The genotype data for breast cancer in the two studies were homogenous for the codominant genetic model (CA vs. CC: Q-test = 1.55, P = 0.818, I 2 = 0.0 %) and the dominant genetic model (CA + AA vs. CC: Q-test = 2.95, P = 0.566, I 2 = 0.0 %) (Table 2), and the fixed-effects model in these studies was employed. However, heterogeneity was significant for the codominant genetic model (AA vs. CC: Q-test = 8.41, P = 0.078, I 2 = 52.5 %) and the recessive genetic model (AA vs. CC + CA: Q-test = 10.54, P = 0.032, I 2 = 62.0 %) and allele comparison (A vs. C: Q-test = 11.20, P = 0.024, I 2 = 64.3 %), and a random-effects model was performed.

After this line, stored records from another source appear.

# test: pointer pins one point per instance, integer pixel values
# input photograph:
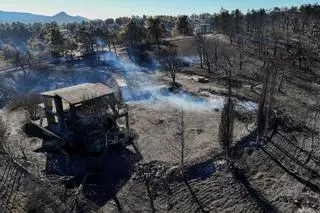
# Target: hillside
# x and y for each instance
(60, 18)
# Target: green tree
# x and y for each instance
(156, 29)
(183, 25)
(86, 41)
(55, 41)
(134, 33)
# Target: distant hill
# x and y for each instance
(60, 18)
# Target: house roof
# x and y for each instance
(81, 92)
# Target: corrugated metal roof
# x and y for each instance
(81, 92)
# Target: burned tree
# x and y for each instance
(226, 128)
(180, 152)
(199, 41)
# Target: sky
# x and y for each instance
(102, 9)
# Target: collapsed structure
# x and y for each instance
(87, 116)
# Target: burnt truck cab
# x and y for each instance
(87, 117)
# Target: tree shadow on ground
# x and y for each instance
(101, 177)
(263, 204)
(307, 183)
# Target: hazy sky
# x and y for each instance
(114, 8)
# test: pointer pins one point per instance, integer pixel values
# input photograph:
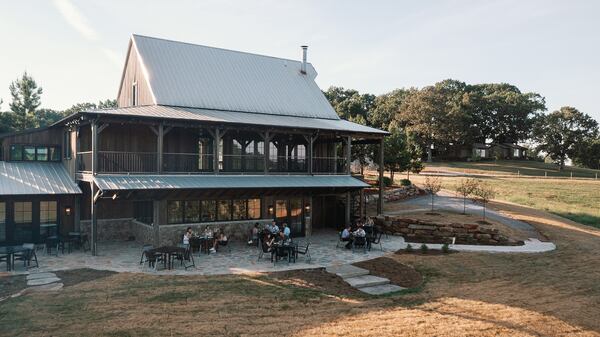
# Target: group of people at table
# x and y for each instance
(359, 230)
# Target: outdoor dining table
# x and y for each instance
(167, 252)
(10, 252)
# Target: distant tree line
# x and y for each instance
(25, 112)
(451, 115)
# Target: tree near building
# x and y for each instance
(465, 188)
(561, 133)
(432, 185)
(25, 95)
(483, 194)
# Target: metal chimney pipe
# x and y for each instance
(303, 67)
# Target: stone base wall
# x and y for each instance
(120, 230)
(414, 230)
(109, 229)
(235, 230)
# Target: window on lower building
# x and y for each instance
(191, 211)
(174, 212)
(209, 210)
(143, 211)
(240, 209)
(2, 221)
(224, 210)
(48, 218)
(254, 209)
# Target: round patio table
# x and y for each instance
(10, 252)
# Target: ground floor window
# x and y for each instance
(143, 211)
(192, 211)
(48, 218)
(2, 221)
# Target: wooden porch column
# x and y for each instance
(94, 219)
(380, 200)
(217, 149)
(348, 154)
(348, 209)
(159, 150)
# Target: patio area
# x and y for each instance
(125, 257)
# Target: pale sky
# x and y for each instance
(76, 49)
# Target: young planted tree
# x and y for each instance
(433, 185)
(484, 193)
(465, 188)
(25, 95)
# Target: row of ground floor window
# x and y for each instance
(33, 218)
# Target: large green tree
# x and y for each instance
(502, 113)
(25, 95)
(561, 133)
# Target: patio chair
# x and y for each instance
(27, 255)
(144, 250)
(302, 249)
(376, 240)
(359, 242)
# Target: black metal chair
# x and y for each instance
(302, 249)
(144, 250)
(27, 256)
(359, 242)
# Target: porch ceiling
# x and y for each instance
(192, 182)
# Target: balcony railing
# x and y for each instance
(146, 162)
(251, 163)
(330, 165)
(187, 163)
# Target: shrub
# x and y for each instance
(405, 182)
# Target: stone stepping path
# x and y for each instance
(361, 279)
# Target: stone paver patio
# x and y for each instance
(125, 257)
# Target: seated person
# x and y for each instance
(286, 231)
(274, 227)
(186, 236)
(220, 240)
(253, 234)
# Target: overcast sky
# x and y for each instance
(76, 49)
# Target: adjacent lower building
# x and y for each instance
(201, 137)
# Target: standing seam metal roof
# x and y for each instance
(184, 74)
(160, 182)
(31, 178)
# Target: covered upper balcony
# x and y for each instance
(136, 148)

Table 2 Meta-analysis of the association between CDH1 -160C/A polymorphism and breast cancer risk

Quantitative data synthesis

In the present study, the relationship between the CDH1 -160C/A polymorphism and breast cancer risk was analyzed. The results revealed significant associations between the CDH1 -160C/A polymorphism and breast cancer in the dominant model (CA + AA vs. CC: OR = 1.207, 95 % CI = 1.031–1.412, P = 0.019) but not in the other four genotype distributions (A vs. C: OR = 1.231, 95 % CI = 0.992–1.528, P = 0.060; AA vs. CC: OR = 1.397, 95 % CI = 0.922–2.116, P = 0.115; CA vs. CC: OR = 1.116, 95 % CI = 0.941–1.325, P = 0.208; AA vs. CC + CA: OR = 1.338, 95 % CI = 0.850–2.105, P = 0.208) (Fig. 2, Table 2).

Fig. 2
figure 2

Forest plots of effect estimates for CDH1 -160 C/A polymorphism in different genetic models. For each of the studies, the boxes and horizontal lines represent the OR and the corresponding 95 % CI; the area of the boxes indicates the weight (inverse of the variance). The diamond corresponds to the summary OR and 95 % CI

Sensitivity analysis

To further reinforce our conclusions, a sensitivity analysis was conducted to assess the results’ stability by sequentially omitting each eligible study. The results showed that no other single study influenced the pooled ORs significantly, indicating that our results were statistically robust (detailed data not shown) (Fig. 3).

Fig. 3
figure 3

Sensitivity analysis by omitting each study to reflect the influence of each study on pooled OR in different genetic models

Publication bias

The studies’ publication biases were assessed using the Begg and Egger tests. The Egger weighted regression method indicated no evidence of publication bias for all genetic models (A vs. C: P = 0.687; AA vs. CC: P = 0.680; CA vs. CC: P = 0.492; AA + CA vs. CC: P = 0.692; AA vs. CC + CA: P = 0.698) (Table 3). This result was confirmed using the Begg rank correlation method (A vs. C: P = 0.462; AA vs. CC: P = 0.806; CA vs. CC: P = 0.221; AA + CA vs. CC: P = 1.000; AA vs. CC + CA: P = 0.806) (Table 3). Hence, there was no obvious publication bias revealed in the current meta-analysis.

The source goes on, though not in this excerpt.